How does a company’s stock price matter to the company?

542 views

My (possibly incorrect/incomplete) understanding is that if a pre-IPO company needs $1000, they can issue 100 shares for $10 each. If people outside the company actually buy all 100 shares at that price (which I think almost always happens), then the company gets the needed $1000. Thereafter, if the stock price becomes $15 or $2, how does it matter to the company? They’ve already received the $1000 they needed, right? Any subsequent trading isn’t actually generating money to run the company, right?

In: 8

10 Answers

Anonymous 0 Comments

*In the U.S.

The shares that are sold are literal ownership shares of the company. Depending on how the share offerings are structured, it is possible for the owners of those 100 shares to be the outright owners of the company. They own and control the company. The C-level executives are their employees. If the shareholders don’t like where the company is going, they can fire the people holding those positions. Usually C-level executives will also own shares, so they have a vested interest in the share prices doing well.

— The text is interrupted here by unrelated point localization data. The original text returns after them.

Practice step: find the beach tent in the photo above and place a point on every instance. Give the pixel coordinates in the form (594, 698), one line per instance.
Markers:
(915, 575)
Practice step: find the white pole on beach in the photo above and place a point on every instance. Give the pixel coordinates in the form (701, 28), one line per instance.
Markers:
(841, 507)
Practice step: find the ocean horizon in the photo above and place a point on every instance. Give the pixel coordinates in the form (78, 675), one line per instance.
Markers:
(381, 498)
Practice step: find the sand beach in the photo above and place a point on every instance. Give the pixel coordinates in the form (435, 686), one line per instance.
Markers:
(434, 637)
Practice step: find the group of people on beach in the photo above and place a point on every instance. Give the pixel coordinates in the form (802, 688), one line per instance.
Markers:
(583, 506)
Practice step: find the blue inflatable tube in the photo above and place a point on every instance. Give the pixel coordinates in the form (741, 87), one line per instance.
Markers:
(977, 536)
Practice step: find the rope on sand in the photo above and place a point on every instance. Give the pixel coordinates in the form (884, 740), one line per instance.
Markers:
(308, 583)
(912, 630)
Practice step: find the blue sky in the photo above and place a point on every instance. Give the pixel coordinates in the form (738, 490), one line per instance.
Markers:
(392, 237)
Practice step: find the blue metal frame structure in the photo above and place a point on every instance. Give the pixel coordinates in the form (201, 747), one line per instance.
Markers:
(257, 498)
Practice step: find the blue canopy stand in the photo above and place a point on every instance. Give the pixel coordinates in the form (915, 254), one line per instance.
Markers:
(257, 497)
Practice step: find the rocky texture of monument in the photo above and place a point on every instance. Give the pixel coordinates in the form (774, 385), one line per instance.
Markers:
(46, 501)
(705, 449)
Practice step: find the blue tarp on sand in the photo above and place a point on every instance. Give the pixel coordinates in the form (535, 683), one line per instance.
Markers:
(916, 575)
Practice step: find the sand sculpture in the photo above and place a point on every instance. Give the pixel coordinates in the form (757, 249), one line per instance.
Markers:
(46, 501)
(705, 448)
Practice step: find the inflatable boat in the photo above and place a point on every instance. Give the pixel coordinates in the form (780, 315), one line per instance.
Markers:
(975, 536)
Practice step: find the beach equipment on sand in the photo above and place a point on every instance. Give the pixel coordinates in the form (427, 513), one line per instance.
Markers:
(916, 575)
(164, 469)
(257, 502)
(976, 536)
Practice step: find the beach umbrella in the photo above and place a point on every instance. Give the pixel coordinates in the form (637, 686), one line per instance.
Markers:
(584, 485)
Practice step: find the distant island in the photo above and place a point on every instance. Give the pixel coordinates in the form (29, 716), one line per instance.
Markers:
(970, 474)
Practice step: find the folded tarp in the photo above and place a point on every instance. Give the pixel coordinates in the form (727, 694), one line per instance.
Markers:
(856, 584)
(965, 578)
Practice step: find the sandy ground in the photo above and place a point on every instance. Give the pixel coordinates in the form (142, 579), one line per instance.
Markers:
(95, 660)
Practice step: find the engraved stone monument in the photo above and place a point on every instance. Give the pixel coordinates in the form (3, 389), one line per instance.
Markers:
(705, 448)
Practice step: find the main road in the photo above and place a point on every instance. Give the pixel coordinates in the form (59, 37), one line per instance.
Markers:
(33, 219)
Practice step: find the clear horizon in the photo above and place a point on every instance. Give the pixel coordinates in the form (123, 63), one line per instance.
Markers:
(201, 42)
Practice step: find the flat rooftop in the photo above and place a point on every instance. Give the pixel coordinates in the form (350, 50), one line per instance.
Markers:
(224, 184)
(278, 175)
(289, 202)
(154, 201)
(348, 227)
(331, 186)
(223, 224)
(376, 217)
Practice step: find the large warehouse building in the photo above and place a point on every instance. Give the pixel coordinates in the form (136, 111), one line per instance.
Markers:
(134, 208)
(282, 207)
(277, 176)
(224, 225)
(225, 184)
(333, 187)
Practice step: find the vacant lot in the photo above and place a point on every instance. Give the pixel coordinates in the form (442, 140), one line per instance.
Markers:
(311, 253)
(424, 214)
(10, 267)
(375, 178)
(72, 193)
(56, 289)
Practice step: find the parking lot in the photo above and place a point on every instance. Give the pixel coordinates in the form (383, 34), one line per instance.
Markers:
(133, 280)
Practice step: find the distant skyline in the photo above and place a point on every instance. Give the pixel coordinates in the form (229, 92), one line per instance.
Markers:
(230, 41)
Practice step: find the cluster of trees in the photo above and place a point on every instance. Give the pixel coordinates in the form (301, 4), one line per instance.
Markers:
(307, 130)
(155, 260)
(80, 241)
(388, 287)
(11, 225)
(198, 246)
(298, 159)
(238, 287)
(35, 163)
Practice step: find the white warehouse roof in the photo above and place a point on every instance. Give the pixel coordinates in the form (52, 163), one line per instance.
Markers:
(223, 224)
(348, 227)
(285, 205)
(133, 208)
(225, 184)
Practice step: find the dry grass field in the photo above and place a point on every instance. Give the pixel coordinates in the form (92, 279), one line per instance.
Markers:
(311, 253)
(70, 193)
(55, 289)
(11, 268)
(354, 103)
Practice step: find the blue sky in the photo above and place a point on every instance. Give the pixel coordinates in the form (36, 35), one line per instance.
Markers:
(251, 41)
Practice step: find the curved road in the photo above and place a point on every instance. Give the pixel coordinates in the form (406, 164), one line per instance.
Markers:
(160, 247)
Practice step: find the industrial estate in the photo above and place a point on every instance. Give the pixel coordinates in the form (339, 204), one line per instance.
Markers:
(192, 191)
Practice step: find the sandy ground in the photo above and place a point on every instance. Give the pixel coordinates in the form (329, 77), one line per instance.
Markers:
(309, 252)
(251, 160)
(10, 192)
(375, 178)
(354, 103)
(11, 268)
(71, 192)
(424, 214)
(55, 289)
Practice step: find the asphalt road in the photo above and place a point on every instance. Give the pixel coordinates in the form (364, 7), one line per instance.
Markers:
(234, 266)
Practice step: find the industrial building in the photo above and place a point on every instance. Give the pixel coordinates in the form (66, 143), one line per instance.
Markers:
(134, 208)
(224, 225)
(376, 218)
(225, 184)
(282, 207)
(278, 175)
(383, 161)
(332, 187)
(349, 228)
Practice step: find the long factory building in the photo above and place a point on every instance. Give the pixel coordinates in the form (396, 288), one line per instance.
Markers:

You are correct that subsequent trades on the open market don’t generate extra income for the company. But that doesn’t mean that the share price is no longer of concern to the company. Lets say the company grows well and finds itself needing $100,000 the next year to support increased expansion to take hold of opportunities. The company can spin out more shares for sale. The current market value of the company’s shares impact how many shares the company will need to create to generate the revenue. It also increases the likelihood that an investor will buy those shares. If the share prices tanked and the company did nothing to address the issue investors are going to be reluctant to buy the shares and risk the same thing happening to them.